上村松園展@京都市京セラ美術館(再び怒涛の四連発②)。
2つ目の目的は、京都市京セラ美術館でやってた上村松園展。
これは、前にも行ったが、後期に入って、入れ替えでまた観たい絵があったのだ。
一回目のレポートはこちら。

その絵は、看板にもなってる「序の舞」。
前期に観られると思って行ったのに「後期なんや!!」とがっかりしたので、
ほぼ、この絵のためだけに後期も行ったのである。
けど、他にも入れ替えあったし、前期に観た絵も、2回観ても、やっぱり良かったなあ。
「焔」が前期だけの展示で、なくなってたのは、ちょっと残念やったけど。
で「序の舞」である。
たぶん、上村松園を知ったきっかけになった絵。
初めての実物。
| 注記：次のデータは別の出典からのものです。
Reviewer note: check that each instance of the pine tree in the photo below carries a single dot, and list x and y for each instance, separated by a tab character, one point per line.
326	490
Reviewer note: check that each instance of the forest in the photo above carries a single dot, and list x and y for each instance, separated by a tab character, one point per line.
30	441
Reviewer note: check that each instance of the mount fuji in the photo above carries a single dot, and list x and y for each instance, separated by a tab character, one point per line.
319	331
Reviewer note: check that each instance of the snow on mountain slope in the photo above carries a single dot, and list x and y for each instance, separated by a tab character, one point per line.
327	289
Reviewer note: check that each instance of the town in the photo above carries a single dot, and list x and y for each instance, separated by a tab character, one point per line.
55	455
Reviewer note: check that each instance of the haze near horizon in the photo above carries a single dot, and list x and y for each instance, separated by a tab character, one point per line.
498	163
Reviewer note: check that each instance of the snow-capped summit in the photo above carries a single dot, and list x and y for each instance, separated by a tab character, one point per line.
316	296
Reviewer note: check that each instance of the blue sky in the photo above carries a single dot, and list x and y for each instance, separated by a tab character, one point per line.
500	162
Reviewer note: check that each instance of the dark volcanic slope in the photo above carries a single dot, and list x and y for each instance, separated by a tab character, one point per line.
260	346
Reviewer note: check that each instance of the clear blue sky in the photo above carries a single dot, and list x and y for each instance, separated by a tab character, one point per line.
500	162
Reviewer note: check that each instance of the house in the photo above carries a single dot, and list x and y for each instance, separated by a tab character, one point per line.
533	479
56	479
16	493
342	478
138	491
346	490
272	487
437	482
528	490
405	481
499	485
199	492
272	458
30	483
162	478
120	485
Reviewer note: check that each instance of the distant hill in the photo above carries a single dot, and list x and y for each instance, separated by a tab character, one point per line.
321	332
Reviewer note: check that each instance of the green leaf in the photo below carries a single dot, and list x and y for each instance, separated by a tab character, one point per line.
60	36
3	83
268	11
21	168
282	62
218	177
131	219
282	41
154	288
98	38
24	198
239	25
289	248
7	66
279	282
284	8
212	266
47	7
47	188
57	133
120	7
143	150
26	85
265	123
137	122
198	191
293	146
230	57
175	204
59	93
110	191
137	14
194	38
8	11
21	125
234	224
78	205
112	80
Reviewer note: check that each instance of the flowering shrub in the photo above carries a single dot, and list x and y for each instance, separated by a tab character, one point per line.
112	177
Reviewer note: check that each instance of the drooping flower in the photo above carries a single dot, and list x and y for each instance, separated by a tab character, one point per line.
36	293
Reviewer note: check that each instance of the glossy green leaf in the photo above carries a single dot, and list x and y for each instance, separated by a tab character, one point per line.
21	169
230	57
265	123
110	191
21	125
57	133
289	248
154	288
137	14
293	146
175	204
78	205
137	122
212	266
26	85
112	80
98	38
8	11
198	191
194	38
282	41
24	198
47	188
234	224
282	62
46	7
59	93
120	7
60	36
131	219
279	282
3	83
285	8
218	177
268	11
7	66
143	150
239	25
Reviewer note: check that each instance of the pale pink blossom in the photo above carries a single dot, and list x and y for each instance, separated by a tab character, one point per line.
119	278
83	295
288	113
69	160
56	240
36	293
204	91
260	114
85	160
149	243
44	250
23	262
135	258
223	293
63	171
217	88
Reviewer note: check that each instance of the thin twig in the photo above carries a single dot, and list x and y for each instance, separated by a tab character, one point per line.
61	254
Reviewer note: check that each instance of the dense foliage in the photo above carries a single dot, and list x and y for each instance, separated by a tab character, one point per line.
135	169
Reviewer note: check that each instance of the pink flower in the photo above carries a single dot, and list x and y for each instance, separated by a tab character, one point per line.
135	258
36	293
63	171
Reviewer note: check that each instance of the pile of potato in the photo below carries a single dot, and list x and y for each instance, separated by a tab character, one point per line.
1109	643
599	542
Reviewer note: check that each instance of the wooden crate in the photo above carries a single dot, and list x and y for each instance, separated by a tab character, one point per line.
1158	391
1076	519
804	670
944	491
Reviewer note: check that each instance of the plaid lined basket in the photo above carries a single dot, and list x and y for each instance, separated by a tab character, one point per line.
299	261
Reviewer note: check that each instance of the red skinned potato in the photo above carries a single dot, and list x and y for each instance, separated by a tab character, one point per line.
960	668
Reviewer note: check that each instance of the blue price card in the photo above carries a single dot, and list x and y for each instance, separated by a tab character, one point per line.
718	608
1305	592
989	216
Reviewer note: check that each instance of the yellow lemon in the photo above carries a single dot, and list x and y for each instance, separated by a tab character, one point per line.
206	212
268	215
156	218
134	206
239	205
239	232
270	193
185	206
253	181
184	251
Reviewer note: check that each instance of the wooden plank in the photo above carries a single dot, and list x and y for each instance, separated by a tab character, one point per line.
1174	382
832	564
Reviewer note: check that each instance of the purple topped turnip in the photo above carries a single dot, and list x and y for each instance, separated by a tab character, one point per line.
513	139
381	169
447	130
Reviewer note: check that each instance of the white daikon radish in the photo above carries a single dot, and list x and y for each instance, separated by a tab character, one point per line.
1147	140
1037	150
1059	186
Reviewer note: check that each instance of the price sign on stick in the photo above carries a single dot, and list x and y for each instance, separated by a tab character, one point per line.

座ってゆっくり眺めた。
凛とした表情が好きだったのだが、
実物で観ると、その表情は、何かと決別しようとしてるのではないか、
というような哀しみもはらんだ表情に観えてきた。
全部観終わって、出口ゲートを出る手前で、
「もう一度観ておこう」と、序の舞の前に戻り、また座って観る。
今度は着物の裾の模様が、背景に溶け出していくように思えた。
そうすると、この女性が、海からかどこからか、
すっくと立ち上がってるように思えてきた。
たぶん、もう一度観たら、また違う観え方するんやろうな。
この一枚だけでも、同じ展覧会、前期後期、両方来た甲斐があった。
外に出ると、朝はあんなに晴れてたのに、
けっこうな雨。
前回、京セラ美術館に来たときに買った
フランソワ・ポンポンの折りたたみ傘を、初めて使った。
なんか上手いこと、故郷でデビューさせた気分。
疎水に浮かぶ鴨たちを観ながら、東山通りに向かう。